15 May 2003

The ordinary of the mass

In the western church for well over a thousand years, the historic shape of the liturgy has encompassed a number of elements deemed essential to its proper celebration. Together these have formed what is known as the ordinary of the mass, including in outline form:

The Confiteor
The Kyrie
The Gloria in Excelsis
The Scripture Lessons
The Sermon
The Credo
The Offertory
The Sursum Corda
The Eucharistic Prayer
The Sanctus
The Agnus Dei
The Post-Communion

The Church of England's Book of Common Prayer retained much of this shape of the liturgy; however, under the influence of the continental reformers, it moved a reading of the Decalogue to the beginning of the liturgy and moved the Gloria in Excelsis to the end, where it became a post-communion thanksgiving hymn. The Lutheran churches retained this structure as well, although, with the elimination of a weekly observance of the Lord's Supper, only the ante-communion segment was retained on most sundays.

The Reformed and Presbyterian churches undertook a more radical reform, virtually eliminating the ordinary of the mass and substituting for it the basic structure that Old and Hart describe in their books. It has long seemed to me that, in so doing, the non-Lutheran reformers were doing more than just to reform; they came close to creating a new liturgy -- one that would inevitably seal the 16th century breach within western Christendom. Had they taken a more measured approach, namely, to remedy the defects while preserving what was right and good, they might have seen fit to keep much of what we know as the ordinary of the mass.

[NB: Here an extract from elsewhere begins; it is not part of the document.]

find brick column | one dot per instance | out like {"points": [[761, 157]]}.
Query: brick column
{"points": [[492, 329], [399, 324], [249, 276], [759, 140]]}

Imagine, if you will, an alternative history in which Reformed Christians have grown up singing and loving the Gloria in Excelsis, knowing the Sanctus by heart, praying with heartfelt passion the Agnus Dei, and seeing in these hymns a liturgical treasure shared with all other Christians in the western tradition. There would be one less cause of division among these traditions, even where genuine confessional differences remained, because we would all hold in common something very beautiful and ancient -- a way of worshipping God in spirit and truth.